Demographic Diversity on the Web
“Men are from Mars, women are from Venus,” proclaimed John Gray in his influential, yet controversial, 1992 book of the same title, which highlights differences between the sexes. This summer Irmak Sirer, Jake Hofman and I explored an online version of this issue, examining the extent to which the web experiences of, for example, men and women, and Whites and Blacks differ.[1] We started with a treasure trove of data from the Nielsen Company: complete web browsing histories for 265,000 anonymized users, together with demographic information on each individual, including their age, sex, race, educational attainment, and household income. This dataset of more than three billion site visits over the course of a year let us conduct one of the most comprehensive analyses of internet usage to date.[2]
We make three broad observations, at the level of sites, demographic groups, and individuals.
First, examining the demographic composition of the top 100,000 domains, we find numerous prominent sites with highly homogeneous audiences. For example, Fox News and Pet Finder attract millions of visitors each month, yet have audiences that are more than 90% White. Similarly, popular male-dominated destinations include the sports site Cover It Live and the adult entertainment site Need Live, while shopping site Collections Etc. tops the list of popular destinations that are more than 90% female.[3] It’s tempting to take an “everything is obvious” stance toward these results since, for example, everyone knows that sports and porn are exclusively male past-times, right? Well, perhaps surprisingly, that’s actually wrong. Many of the most popular sports sites—including Yahoo! Sports—and even porn sites have sizable female contingents of 20% or more. Moreover, we find that despite the existence of such skewed online destinations, a substantial fraction of sites have relatively diverse audiences that mirror the online population at large. In fact, comparing the homogeneity of websites to zip codes, we find that websites tend to be more racially diverse—though less gender balanced—than their offline counterparts.
We next move from a site-centric to a group-centric analysis. The plot below illustrates some of our findings by graphing the fraction of time that men and women, and Whites and non-Whites, spend on each of the top fifty sites (here’s a version of the plot that Andrew prefers). On the one hand, all demographic groups spend more than a third of their time on a handful of core email, search and social networking sites. On the other hand, there is notable variation in how different groups distribute their time online, both on universally popular and on niche sites. For example, while YouTube is heavily frequented by both sexes, men spend nearly twice as much of their time on the site than do women. Likewise, Etsy—a relatively niche, crafts site—ranks among the top 100 most popular destinations for women, but is comparatively unpopular among men.
Finally, given the substantial group-level differences, we ask whether one can reliably predict an individual’s demographics from the websites that they visit. We find that while browsing history is a reasonable indicator of education and income, it’s relatively easier to infer sex and race. (At the risk of encouraging over-interpretation, I’ll disclose that visiting Country Music Television is a strong predictor of being White, while visiting the cosmetics company Lancôme is a strong female cue.) Thus, while nearly everyone spends a lot of time on social networking sites or checking email, there are nevertheless telling browsing habits that reveal an individual’s demographic attributes.

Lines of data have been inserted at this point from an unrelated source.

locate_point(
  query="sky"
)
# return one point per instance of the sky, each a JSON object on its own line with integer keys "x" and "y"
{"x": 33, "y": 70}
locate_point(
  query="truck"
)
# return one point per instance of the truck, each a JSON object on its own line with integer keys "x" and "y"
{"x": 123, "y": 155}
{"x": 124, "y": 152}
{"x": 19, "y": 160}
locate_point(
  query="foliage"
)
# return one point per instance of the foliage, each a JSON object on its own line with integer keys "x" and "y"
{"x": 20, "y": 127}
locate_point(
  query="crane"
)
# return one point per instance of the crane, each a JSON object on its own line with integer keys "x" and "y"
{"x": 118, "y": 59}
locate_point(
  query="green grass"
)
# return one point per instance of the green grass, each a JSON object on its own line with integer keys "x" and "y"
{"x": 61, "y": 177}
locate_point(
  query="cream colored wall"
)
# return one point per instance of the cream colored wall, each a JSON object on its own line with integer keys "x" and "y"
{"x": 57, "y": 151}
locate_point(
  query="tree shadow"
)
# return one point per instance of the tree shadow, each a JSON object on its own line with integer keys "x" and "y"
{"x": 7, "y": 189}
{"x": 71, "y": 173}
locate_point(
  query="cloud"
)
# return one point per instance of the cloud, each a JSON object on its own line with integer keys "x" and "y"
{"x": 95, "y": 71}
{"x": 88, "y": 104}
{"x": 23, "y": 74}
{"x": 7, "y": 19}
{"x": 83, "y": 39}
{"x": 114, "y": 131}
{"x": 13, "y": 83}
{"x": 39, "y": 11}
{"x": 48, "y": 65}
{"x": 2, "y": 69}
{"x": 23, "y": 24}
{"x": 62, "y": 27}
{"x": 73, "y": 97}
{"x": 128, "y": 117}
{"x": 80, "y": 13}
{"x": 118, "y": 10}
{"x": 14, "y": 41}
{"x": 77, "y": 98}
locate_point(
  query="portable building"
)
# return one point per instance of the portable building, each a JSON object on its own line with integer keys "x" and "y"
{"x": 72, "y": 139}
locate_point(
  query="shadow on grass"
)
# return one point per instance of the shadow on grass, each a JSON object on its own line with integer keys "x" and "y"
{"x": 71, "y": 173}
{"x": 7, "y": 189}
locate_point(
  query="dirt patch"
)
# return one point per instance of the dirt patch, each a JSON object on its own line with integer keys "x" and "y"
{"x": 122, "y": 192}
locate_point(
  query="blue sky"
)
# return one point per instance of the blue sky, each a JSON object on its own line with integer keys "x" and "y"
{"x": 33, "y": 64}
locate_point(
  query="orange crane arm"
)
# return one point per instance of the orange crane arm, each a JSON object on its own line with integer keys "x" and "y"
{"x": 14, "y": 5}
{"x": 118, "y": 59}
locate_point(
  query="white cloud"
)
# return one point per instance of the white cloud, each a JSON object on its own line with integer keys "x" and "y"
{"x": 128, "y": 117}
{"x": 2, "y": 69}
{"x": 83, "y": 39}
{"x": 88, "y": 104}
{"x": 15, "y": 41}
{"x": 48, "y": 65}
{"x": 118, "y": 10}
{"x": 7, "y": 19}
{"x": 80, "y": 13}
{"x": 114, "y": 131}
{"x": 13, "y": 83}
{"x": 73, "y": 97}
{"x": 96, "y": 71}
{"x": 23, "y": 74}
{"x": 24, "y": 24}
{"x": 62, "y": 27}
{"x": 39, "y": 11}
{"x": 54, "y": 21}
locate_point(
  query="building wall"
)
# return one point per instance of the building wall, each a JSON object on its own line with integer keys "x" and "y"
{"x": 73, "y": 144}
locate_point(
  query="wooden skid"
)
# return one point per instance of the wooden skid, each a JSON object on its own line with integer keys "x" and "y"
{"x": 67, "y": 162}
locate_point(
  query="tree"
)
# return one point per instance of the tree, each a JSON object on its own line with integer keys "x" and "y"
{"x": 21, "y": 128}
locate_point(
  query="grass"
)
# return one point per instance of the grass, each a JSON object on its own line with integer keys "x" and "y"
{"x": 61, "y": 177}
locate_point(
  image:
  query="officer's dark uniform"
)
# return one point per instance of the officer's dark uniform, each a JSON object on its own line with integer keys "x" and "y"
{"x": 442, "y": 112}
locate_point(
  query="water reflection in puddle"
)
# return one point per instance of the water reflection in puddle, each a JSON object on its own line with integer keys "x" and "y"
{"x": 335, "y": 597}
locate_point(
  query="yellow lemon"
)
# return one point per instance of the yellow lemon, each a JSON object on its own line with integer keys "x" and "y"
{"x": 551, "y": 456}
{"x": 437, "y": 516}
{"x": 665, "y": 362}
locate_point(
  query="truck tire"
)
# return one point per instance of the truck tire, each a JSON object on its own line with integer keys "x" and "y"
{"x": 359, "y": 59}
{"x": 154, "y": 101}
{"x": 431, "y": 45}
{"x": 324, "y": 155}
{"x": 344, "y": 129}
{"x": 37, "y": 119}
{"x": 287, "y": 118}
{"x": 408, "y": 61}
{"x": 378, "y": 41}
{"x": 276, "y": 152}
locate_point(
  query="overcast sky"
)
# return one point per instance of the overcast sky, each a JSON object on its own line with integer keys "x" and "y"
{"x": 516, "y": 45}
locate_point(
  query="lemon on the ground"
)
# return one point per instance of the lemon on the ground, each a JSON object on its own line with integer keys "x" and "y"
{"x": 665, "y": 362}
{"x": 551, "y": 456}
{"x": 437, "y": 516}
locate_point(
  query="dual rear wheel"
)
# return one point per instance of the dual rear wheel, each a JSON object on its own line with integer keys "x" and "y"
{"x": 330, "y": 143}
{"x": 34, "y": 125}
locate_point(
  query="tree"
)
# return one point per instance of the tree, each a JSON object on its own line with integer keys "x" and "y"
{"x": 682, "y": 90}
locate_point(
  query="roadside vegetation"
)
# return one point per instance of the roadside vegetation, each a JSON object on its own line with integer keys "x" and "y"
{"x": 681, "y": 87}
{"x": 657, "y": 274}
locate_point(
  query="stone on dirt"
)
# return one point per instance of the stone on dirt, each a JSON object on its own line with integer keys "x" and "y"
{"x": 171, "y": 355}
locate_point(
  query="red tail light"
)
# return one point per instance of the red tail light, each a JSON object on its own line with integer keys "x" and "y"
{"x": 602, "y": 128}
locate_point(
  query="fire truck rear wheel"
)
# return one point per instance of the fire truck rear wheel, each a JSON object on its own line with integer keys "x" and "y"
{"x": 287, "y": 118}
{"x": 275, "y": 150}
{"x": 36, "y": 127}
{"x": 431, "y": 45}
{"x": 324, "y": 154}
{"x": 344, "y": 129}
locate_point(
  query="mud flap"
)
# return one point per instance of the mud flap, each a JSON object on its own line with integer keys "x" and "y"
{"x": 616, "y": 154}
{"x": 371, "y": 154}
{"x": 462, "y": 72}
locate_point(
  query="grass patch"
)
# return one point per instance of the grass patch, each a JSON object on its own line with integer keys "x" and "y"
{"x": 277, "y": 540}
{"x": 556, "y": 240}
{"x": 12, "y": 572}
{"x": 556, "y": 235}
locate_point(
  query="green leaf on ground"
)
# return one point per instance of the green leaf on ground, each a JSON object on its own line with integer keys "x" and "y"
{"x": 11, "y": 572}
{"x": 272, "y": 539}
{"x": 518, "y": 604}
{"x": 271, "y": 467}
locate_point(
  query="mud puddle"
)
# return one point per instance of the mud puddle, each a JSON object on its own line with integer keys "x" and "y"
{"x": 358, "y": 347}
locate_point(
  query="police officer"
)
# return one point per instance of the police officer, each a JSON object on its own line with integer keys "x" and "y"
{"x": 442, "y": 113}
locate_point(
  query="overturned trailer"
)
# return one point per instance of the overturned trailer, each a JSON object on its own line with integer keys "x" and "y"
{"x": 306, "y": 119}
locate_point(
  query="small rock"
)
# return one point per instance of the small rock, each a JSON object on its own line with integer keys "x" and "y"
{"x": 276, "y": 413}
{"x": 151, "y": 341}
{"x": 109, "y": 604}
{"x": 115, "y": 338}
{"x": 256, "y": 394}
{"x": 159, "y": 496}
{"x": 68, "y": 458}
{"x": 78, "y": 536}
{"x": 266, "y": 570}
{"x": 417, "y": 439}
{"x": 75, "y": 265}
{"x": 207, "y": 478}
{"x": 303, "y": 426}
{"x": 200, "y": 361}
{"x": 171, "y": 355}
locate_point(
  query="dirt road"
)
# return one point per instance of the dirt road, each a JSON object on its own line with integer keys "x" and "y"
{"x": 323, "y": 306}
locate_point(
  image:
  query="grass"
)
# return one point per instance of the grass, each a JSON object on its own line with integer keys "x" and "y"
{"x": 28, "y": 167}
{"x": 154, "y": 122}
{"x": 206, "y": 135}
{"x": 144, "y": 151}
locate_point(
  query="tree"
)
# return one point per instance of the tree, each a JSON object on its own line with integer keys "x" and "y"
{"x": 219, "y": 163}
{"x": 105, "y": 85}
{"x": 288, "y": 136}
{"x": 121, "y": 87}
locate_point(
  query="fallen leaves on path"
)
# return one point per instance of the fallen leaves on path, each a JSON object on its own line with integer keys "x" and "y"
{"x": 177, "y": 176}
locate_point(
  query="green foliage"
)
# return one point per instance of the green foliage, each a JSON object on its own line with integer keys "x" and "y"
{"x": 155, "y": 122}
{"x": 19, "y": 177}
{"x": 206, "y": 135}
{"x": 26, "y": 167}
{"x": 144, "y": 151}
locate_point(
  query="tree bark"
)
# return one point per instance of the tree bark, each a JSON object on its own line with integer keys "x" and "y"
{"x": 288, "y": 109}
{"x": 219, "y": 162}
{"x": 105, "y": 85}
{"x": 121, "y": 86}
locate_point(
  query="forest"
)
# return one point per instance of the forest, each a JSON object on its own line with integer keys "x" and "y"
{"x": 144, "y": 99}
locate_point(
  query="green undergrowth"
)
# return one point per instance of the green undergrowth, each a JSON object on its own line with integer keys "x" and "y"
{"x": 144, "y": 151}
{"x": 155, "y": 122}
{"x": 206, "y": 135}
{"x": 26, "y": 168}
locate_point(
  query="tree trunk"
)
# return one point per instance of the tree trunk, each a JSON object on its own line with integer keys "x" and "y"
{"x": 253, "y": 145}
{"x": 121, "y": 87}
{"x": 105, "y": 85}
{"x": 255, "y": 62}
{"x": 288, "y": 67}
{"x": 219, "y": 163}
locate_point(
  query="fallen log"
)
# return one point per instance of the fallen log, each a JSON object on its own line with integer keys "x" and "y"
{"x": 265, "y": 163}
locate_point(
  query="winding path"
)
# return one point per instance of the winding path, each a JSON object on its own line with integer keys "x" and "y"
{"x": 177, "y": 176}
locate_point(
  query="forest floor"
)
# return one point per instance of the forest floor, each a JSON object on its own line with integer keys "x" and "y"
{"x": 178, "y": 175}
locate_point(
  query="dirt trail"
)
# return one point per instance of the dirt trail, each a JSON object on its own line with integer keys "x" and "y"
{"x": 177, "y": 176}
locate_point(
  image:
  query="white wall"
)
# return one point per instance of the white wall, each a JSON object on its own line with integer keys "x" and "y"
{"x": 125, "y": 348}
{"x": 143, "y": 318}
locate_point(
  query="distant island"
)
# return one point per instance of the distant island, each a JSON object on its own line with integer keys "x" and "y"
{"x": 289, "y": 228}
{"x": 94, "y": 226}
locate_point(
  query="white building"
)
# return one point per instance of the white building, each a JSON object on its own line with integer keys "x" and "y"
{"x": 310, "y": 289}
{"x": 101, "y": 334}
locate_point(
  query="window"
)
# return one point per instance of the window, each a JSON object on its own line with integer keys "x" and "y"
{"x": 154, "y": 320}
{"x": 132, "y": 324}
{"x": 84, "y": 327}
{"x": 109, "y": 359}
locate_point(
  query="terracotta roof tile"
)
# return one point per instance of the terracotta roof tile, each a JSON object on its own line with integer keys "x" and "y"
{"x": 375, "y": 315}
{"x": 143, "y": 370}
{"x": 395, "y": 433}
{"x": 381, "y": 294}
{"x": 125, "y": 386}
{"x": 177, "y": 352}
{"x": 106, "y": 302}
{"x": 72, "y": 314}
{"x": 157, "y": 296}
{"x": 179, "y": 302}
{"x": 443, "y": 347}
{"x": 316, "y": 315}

Returning to the motivating question—how different are the online experiences of various demographic groups?—we are left with a decidedly mixed answer, apropos of this blog. Moreover, whether the variation we report is cause for alarm or simply reflects individual preferences is a complex question that we leave largely unanswered. Well, whether or not the internet is a land of rainbows that’ll help us all just get along, at least it’s really great for porn.
NB: For a more complete analysis, check out our paper. Big thanks to Mainak Mazumdar at the Nielsen Company for providing web browsing data, and to Dan Reeves, Bethany Soule and Jake Hofman for helpful comments. Thanks also to Andrew Gelman for graphics advice.
Illustration by Kelly Savage
Footnotes
[1] We actually traversed a circuitous path before settling on this research direction, a path that Jake chronicled nicely in a recent talk at TimesOpen 2.0.
[2] As a point of comparison, typical studies of web usage are survey-driven—for example, the recent studies on income disparities by the Pew Center—and are thus necessarily limited in both scale and scope.
[3] Lest you take this list as confirming stereotypes that men like sports and porn, while women like shopping, let me remind you of the prosecutor’s fallacy: That most people who engage in a certain activity are men does not imply that most men engage in that activity. In particular, even though 91% of traffic on Cover It Live is generated by men, less than 0.1% of traffic generated by men is directed toward that site.